At the same time many states are pursuing more liberal cannabis policies, many are also becoming more strict on other health issues, including tobacco. Does this make sense?

Ethan Nadelmann:

The increasing convergence of tobacco and marijuana policy makes a lot of sense in terms of both public health and public safety.  On the one hand, reasonable measures to discourage tobacco consumption among the general population and especially among youth can prevent and reduce addiction to nicotine, a drug that heroin addicts routinely describe as tougher to quit than heroin.  

Raising taxes on cigarettes—while trying to avoid the illicit smuggling that results from significant differences in tax rates among neighboring jurisdictions—is an effective means to do that.  On the other hand, we can anticipate a public safety disaster if ever Americans decide to prohibit tobacco production, sale and consumption as we do now with marijuana and once did with alcohol. With regulation comes quality control, and restrictions on sales to minors, advertising directed at minors and locations where marijuana could be distributed. This would take it out of parks and neighborhoods and into licensed stores.

Ethan Nadelmann is Executive Director of the Drug Policy Alliance.

Kevin Sabet:

Cannabis and tobacco are both harmful to the human body and their use causes billions of dollars in social costs every year.
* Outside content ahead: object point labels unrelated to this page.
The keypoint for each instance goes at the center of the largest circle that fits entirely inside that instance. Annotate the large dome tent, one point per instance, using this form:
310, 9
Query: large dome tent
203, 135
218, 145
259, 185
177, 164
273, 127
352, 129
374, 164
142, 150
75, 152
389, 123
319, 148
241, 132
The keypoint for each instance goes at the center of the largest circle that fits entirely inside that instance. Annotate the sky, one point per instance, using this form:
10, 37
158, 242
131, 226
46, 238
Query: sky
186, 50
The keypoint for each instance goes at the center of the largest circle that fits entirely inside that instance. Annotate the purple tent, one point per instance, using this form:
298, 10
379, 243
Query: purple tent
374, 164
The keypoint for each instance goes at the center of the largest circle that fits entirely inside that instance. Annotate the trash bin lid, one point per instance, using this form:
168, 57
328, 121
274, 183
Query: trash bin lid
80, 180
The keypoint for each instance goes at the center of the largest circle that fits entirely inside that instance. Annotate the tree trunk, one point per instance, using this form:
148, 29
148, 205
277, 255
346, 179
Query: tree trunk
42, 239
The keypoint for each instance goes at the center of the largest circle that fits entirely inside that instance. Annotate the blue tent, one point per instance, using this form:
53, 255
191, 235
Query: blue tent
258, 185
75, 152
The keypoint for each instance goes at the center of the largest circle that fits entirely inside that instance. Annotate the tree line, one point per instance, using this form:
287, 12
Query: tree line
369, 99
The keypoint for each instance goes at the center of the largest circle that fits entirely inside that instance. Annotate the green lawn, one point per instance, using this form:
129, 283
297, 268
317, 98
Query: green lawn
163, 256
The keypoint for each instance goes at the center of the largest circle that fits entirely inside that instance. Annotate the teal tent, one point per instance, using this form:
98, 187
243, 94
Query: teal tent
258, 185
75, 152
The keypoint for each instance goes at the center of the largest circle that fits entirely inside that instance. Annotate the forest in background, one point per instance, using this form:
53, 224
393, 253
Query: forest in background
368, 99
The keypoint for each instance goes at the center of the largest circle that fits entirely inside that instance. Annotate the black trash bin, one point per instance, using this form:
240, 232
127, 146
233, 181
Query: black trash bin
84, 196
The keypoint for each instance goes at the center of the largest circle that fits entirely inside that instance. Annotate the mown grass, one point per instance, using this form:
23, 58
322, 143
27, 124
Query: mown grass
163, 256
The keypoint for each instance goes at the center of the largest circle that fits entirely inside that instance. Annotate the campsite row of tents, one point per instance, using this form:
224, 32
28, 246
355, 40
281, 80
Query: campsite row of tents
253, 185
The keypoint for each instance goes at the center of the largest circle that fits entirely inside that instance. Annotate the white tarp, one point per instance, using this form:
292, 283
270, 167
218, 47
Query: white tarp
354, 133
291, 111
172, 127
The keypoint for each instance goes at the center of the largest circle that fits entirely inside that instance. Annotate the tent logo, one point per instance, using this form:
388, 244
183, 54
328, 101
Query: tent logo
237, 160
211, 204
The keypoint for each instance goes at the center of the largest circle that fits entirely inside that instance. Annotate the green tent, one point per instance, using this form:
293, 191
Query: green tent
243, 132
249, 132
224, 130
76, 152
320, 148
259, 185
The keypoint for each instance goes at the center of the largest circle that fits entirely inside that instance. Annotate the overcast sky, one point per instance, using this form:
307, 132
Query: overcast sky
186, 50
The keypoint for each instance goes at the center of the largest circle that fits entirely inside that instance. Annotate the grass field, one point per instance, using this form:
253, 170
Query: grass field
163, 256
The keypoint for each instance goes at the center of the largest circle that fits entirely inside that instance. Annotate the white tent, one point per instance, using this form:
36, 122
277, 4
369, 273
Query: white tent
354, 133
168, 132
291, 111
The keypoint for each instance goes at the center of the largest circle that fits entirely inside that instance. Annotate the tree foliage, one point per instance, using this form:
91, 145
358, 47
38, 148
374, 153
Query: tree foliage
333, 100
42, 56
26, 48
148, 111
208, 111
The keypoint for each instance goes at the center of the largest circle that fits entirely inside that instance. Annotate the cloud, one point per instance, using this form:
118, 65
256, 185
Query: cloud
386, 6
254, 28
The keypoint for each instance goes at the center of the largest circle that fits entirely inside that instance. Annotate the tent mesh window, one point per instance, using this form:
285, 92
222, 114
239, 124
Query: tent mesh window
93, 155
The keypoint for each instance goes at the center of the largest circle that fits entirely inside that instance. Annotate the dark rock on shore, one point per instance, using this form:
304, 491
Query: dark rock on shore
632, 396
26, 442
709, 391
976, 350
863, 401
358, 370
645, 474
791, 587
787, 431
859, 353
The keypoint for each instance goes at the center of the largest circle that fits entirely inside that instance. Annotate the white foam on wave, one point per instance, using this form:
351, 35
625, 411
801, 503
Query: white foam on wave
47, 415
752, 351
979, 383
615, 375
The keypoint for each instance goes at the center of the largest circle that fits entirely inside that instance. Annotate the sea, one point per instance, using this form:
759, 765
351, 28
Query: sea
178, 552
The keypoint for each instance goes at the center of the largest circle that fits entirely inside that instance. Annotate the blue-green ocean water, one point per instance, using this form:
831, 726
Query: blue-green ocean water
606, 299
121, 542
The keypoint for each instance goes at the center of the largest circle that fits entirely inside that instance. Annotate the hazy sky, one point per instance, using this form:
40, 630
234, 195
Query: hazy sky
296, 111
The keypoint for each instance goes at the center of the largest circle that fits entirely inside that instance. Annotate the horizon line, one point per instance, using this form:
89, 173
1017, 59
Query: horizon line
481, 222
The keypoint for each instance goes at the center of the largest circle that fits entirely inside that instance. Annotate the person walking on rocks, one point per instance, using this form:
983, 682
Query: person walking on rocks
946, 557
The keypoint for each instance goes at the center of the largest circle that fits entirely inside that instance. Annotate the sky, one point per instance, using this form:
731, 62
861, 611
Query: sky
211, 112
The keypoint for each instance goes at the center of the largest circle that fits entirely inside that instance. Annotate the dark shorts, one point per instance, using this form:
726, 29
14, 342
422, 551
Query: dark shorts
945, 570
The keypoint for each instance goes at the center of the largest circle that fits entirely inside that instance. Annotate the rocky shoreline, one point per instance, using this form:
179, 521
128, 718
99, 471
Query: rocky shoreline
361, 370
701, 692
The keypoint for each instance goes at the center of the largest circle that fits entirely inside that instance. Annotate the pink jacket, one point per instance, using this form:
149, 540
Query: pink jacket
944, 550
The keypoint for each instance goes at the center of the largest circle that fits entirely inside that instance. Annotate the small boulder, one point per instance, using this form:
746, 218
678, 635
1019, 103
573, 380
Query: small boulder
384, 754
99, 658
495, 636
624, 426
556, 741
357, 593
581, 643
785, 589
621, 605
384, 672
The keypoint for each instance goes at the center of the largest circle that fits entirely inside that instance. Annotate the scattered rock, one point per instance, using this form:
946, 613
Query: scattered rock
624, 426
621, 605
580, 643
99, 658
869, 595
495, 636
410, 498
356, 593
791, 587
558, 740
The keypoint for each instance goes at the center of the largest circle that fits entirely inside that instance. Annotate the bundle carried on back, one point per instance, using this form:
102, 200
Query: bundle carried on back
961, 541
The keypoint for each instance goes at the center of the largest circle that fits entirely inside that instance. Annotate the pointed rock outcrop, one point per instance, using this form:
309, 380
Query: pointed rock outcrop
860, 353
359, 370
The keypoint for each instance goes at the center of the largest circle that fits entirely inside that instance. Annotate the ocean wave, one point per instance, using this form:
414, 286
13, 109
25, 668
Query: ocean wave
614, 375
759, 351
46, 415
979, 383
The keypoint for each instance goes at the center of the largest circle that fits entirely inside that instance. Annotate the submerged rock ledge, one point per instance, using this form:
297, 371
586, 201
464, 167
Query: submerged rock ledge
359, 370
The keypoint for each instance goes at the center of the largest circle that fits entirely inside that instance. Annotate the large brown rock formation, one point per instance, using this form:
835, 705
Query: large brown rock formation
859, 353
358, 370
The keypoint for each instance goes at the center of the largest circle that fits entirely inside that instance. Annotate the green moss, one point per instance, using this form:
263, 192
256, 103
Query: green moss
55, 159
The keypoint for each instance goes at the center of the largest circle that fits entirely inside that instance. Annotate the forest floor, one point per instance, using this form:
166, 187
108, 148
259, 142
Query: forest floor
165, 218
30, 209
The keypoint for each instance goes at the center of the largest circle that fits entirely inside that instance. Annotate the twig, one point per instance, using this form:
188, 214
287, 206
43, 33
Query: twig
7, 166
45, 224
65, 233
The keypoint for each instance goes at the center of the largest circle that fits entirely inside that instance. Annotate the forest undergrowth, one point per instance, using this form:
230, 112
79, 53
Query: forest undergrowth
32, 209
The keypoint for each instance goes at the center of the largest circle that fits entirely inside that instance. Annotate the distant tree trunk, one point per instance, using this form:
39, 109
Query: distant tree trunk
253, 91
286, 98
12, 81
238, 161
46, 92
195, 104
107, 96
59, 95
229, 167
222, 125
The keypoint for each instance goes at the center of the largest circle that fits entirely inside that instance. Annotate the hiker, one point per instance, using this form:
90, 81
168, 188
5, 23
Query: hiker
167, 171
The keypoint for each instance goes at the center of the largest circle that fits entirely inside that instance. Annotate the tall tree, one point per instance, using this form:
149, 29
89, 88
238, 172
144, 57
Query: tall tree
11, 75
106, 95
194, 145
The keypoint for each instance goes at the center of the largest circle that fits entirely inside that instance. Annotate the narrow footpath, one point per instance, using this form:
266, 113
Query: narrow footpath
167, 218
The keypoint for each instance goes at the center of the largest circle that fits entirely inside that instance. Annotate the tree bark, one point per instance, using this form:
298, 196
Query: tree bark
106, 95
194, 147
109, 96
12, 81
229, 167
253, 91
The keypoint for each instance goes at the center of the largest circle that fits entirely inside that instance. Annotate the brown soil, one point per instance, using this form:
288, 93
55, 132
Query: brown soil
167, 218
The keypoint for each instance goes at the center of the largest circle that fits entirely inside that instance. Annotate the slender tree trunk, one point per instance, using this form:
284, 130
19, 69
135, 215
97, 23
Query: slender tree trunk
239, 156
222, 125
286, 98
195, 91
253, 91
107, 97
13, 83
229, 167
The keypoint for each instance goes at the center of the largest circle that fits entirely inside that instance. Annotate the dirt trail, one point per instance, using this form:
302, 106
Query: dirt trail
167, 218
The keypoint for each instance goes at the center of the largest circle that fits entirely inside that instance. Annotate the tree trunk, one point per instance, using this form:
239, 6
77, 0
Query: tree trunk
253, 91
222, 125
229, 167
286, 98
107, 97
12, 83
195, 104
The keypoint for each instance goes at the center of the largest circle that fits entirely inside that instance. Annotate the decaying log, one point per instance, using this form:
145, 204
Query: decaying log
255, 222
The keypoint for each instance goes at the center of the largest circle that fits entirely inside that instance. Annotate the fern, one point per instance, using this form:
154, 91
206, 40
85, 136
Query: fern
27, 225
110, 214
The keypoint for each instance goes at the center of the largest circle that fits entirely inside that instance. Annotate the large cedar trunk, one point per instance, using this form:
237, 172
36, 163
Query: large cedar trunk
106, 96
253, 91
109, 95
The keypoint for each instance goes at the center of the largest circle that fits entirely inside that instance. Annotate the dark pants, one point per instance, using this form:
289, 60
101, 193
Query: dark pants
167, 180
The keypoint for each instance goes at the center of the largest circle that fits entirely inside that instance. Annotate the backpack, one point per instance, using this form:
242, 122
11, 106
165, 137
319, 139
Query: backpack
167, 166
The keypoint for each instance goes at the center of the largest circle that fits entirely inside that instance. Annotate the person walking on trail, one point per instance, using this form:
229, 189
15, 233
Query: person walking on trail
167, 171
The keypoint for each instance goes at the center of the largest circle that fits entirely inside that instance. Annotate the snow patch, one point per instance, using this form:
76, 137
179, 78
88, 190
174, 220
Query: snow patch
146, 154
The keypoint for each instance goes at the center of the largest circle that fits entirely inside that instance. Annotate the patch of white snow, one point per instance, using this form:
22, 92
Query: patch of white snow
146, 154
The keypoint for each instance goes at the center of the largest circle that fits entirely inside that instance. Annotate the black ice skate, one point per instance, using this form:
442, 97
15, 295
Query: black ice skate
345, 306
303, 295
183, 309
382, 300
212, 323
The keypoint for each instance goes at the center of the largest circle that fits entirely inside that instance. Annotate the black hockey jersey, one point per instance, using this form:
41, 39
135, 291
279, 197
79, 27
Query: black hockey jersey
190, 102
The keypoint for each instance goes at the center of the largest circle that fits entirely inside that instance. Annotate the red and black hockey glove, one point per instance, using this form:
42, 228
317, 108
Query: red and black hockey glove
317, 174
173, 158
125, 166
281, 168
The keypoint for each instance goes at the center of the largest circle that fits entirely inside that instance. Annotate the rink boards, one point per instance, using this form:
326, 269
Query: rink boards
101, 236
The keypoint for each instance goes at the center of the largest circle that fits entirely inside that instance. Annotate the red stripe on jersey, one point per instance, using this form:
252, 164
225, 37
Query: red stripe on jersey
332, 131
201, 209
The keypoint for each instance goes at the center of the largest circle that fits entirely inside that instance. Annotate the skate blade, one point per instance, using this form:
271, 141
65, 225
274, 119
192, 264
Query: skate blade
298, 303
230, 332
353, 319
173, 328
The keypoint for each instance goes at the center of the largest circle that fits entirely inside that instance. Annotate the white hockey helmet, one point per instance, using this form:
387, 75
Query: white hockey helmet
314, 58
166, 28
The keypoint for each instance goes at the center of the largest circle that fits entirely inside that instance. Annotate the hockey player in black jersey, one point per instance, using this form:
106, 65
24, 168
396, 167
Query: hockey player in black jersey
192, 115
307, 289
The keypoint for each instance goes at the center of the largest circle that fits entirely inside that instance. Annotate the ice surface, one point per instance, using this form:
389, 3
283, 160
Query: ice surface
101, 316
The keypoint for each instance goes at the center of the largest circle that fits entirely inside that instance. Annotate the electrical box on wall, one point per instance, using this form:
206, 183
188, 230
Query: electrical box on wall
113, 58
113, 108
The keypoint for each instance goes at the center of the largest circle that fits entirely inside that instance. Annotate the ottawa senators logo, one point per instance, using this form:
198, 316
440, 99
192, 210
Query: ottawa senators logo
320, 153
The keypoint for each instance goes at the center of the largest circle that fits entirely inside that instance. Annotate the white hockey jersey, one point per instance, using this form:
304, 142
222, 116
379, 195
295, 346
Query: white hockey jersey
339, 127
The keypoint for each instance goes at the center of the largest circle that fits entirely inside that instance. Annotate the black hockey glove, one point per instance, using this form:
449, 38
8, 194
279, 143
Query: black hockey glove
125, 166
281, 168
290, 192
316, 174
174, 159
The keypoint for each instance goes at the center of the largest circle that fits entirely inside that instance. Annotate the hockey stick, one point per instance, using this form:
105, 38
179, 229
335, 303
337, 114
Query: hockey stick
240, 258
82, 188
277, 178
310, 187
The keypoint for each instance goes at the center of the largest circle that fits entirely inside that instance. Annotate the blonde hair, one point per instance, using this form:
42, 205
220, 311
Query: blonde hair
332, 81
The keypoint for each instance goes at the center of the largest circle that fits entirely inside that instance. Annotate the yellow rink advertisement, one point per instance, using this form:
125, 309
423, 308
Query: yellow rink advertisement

So it makes as much sense to get strict on tobacco and lax on cannabis as it does to institute seat belt laws but give little regard to highway speed limit laws. Attention to both is required to ensure safe driving. Similarly, we should prevent both cannabis and tobacco use—especially among youth—to promote public health.

Cannabis and tobacco are, of course, harmful in different ways. For example, according to the British Medical Journal, which conducted the most exhaustive review of the literature to date, driving while high on cannabis doubles the risk of a car crashes. Tobacco use does not affect driving. On the other hand, few doubt that tobacco directly causes lung cancer; the link between cannabis and lung cancer is still controversial. We also know that cannabis is linked to mental illness—like psychosis and schizophrenia—in ways that tobacco is not.  

Finally, science has shown that tobacco addicts more people than any other drug (including heroin). One in three people who ever start using tobacco will become addicted. The number for cannabis is similar to that for alcohol—about one in 10 (though that number rises to one in six if one starts using cannabis in adolescence). Although their risk profiles are certainly different, there are some similarities too: cannabis and tobacco both contain many of the same ingredients including carbon monoxide, tar, and carcinogens (like "benzanthracenes" and "benzpyrenes").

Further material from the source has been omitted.